At some point in the past, the time continuum has been disrupted, creating a new temporal event sequence resulting in this alternative reality. And now you’re at the critical moment when you’re going to find out in which timeline you’re in!

Alternative reality #1:

You explain to your colleague that that is clever code and you remind him about how the team should not write that kind of code. He understands, agrees, and refactors the code into a beautiful clean piece of software. Problem solved. Moving on with the weekend!

Alternative reality #2:

You explain what clever code is but your colleague has trouble understanding. At some point he understands but he strongly disagrees with you and says that code should be clever and that the people that will read it later have to deal with it. He says that if you know an advanced language feature you have the obligation to use it and so on and on..

You get angry because a team member did something you consider harmful and goes totally against your way of thinking and writing software.

Your colleague gets angry because he spent a lot of time working on that code and when he showed it to you he was treated like he committed a crime against humanity.

At this point, you both are emotionally involved in the conflict, you spent a long time arguing and nobody changed their mind.
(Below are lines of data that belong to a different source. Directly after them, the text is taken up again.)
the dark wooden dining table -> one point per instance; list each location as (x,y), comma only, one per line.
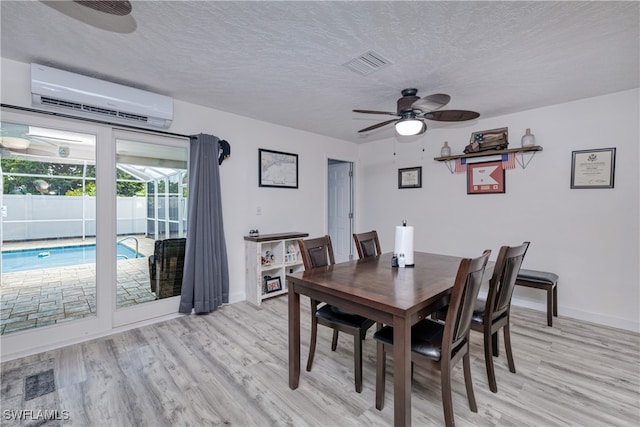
(372,288)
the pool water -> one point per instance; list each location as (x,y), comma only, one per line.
(35,259)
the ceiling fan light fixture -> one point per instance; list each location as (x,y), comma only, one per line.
(409,126)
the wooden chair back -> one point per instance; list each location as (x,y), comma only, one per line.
(463,299)
(503,280)
(367,244)
(316,252)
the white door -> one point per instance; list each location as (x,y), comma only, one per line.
(340,208)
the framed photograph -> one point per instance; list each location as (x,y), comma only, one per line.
(272,284)
(410,177)
(485,178)
(277,169)
(593,168)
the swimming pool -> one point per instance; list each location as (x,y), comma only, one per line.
(33,259)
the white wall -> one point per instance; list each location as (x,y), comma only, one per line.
(589,237)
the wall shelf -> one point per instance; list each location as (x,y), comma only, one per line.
(271,255)
(532,149)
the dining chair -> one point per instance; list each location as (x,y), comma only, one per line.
(317,253)
(493,313)
(367,244)
(441,345)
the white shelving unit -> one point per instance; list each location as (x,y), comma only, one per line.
(267,258)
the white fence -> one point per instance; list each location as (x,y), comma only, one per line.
(35,216)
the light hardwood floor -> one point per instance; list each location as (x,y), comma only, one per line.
(230,368)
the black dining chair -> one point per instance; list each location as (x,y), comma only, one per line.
(492,314)
(367,244)
(317,253)
(441,345)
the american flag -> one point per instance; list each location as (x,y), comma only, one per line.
(461,165)
(509,161)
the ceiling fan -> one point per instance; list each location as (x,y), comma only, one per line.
(412,111)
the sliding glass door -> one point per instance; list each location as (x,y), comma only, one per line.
(151,201)
(83,206)
(48,226)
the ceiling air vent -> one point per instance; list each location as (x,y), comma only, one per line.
(367,63)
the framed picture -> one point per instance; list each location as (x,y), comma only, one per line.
(485,178)
(593,168)
(410,177)
(272,284)
(277,169)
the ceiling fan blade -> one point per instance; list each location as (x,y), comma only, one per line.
(375,112)
(378,125)
(451,115)
(431,102)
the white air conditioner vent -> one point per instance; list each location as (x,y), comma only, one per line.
(88,97)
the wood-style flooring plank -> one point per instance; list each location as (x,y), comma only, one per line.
(231,368)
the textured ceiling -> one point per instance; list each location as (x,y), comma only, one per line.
(282,62)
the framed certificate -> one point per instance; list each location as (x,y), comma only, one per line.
(593,168)
(485,178)
(410,177)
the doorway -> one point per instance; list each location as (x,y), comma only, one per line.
(340,208)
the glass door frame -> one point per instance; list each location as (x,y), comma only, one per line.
(162,307)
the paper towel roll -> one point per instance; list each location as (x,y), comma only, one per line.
(404,243)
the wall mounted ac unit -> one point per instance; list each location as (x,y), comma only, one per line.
(83,96)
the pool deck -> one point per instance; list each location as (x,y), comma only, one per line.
(34,298)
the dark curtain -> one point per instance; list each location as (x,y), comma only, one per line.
(205,283)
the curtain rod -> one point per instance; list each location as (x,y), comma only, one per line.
(67,116)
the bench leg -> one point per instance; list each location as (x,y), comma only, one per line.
(550,306)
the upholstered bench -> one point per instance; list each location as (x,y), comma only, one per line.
(542,280)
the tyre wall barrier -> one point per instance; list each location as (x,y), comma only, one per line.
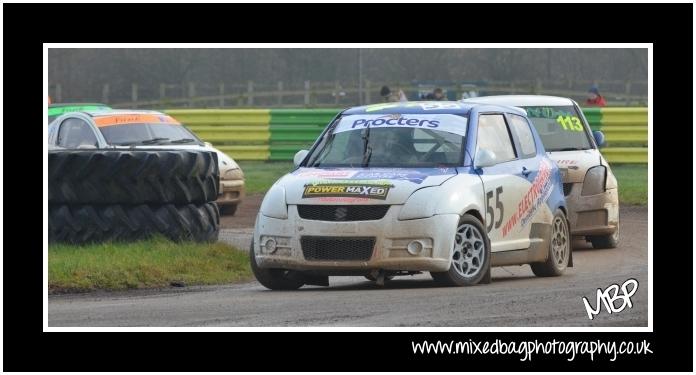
(128,195)
(277,134)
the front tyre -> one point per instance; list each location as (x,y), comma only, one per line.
(276,279)
(471,256)
(559,248)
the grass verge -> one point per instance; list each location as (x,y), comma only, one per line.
(633,183)
(146,264)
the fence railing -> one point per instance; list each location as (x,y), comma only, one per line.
(334,94)
(277,134)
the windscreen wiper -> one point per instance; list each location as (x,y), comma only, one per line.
(183,140)
(570,149)
(153,141)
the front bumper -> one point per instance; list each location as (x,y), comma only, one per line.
(231,192)
(593,214)
(389,253)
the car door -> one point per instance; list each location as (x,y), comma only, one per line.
(536,168)
(503,182)
(76,133)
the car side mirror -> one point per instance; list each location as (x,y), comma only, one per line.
(599,137)
(299,156)
(484,158)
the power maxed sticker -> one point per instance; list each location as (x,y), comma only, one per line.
(372,191)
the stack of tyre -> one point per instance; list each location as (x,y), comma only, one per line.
(129,195)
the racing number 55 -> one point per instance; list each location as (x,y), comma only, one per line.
(498,205)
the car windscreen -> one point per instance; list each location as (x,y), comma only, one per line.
(394,141)
(560,127)
(147,133)
(57,110)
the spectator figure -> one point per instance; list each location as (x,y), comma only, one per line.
(594,98)
(389,96)
(438,94)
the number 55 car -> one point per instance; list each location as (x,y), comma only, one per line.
(394,189)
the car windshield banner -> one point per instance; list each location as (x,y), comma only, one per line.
(442,122)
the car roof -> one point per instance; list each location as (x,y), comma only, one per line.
(520,100)
(114,112)
(60,105)
(429,107)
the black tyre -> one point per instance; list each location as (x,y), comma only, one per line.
(275,279)
(228,209)
(132,176)
(386,278)
(471,257)
(80,224)
(559,248)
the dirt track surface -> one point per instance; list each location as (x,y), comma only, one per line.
(245,217)
(515,298)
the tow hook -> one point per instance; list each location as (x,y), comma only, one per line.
(380,278)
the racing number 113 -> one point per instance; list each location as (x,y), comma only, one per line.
(498,205)
(571,123)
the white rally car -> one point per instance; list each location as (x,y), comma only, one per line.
(401,188)
(590,187)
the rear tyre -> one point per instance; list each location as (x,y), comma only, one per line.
(559,248)
(471,256)
(275,279)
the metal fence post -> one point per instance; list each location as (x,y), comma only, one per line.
(337,89)
(105,93)
(367,92)
(192,93)
(628,93)
(250,93)
(307,93)
(59,93)
(134,94)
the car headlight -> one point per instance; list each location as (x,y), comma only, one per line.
(274,204)
(595,180)
(233,174)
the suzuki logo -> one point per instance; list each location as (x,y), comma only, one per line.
(341,213)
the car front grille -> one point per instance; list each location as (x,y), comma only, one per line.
(337,248)
(342,213)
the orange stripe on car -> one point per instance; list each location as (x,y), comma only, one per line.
(111,120)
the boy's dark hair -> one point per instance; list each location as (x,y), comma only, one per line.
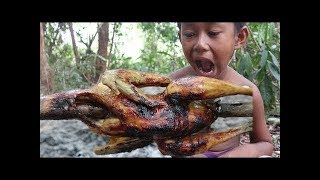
(237,25)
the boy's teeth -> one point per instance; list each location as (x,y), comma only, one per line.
(205,66)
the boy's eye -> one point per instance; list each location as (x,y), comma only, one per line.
(212,33)
(188,34)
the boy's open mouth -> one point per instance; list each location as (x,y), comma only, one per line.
(205,66)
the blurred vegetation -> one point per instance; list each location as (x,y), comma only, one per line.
(259,60)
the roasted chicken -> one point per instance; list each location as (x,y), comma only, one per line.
(175,119)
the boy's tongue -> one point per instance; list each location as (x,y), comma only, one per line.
(205,66)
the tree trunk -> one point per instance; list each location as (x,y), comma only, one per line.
(103,40)
(46,74)
(75,49)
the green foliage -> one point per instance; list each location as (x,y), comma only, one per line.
(162,53)
(259,61)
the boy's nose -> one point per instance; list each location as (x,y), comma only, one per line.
(202,43)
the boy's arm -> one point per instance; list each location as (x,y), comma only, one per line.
(260,138)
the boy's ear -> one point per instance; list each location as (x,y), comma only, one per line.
(242,37)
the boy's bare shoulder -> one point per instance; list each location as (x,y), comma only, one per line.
(183,72)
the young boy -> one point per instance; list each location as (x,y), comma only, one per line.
(209,48)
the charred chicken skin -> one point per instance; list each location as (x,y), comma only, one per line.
(174,119)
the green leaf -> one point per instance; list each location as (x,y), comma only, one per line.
(260,74)
(264,56)
(274,70)
(274,60)
(267,93)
You both get out of it tired, hurt.

The perfect day just turned into shit.


The conflict

All because of a conflict that could have been avoided.

You believe code should be readable; your colleague believes it should be succinct.
You believe code should be easily changeable, even if performance takes a hit; your colleague believes that performance trumps everything else.
You believe code should be written with other people in mind; your colleague believes code should be written with the computer in mind.
You believe programmers have certain responsibilities; your colleague believes not.
You believe X; your colleague believes Y.

The conflict exists because there’s no agreement on values and expectations. 

The mistake

We human beings have the habit of thinking we’re always right, that everyone else should think like us and if they don’t, they’re stupid or insane.

We forget that people have different information, different experiences and that because of that, have different opinions and ideas – which makes conflict inevitable.

The mistake is forgetting that those differences exist – it’s  underestimating the conflict.

The solution

If the problem is that there are conflicts and we usually never acknowledge or ignore them, the solution couldn’t be anything else than: talk and agree on values and expectations.

The team can and should talk and agree on stuff such as:

  • Coding standards
  • How the team communicates
  • How the team makes decisions
  • Roles and expectations for each role
  • Work hours
  • Meeting schedule
  • Anything else the team finds relevant

The goal is getting together and coming up with team rules. And those rules will be based on values that will have to be shared by everyone. It’s important that the result of this conversation is recorded and made visible to everyone.

This agreement is fundamental for us to be able to hold each other accountable. It also provides the team an identity and helps us remember our values: “this is the way we work because we value this and that”.

This agreement alone will avoid a lot of trouble working as a team.

At this moment you’re probably thinking: What a shit article! This is the most obvious thing in the world! If there’s a disagreement, talk and agree – duh!

And I’d say: that’s right! It’s pretty obvious, but you’d be surprised by how many times people forget to do the most basic things.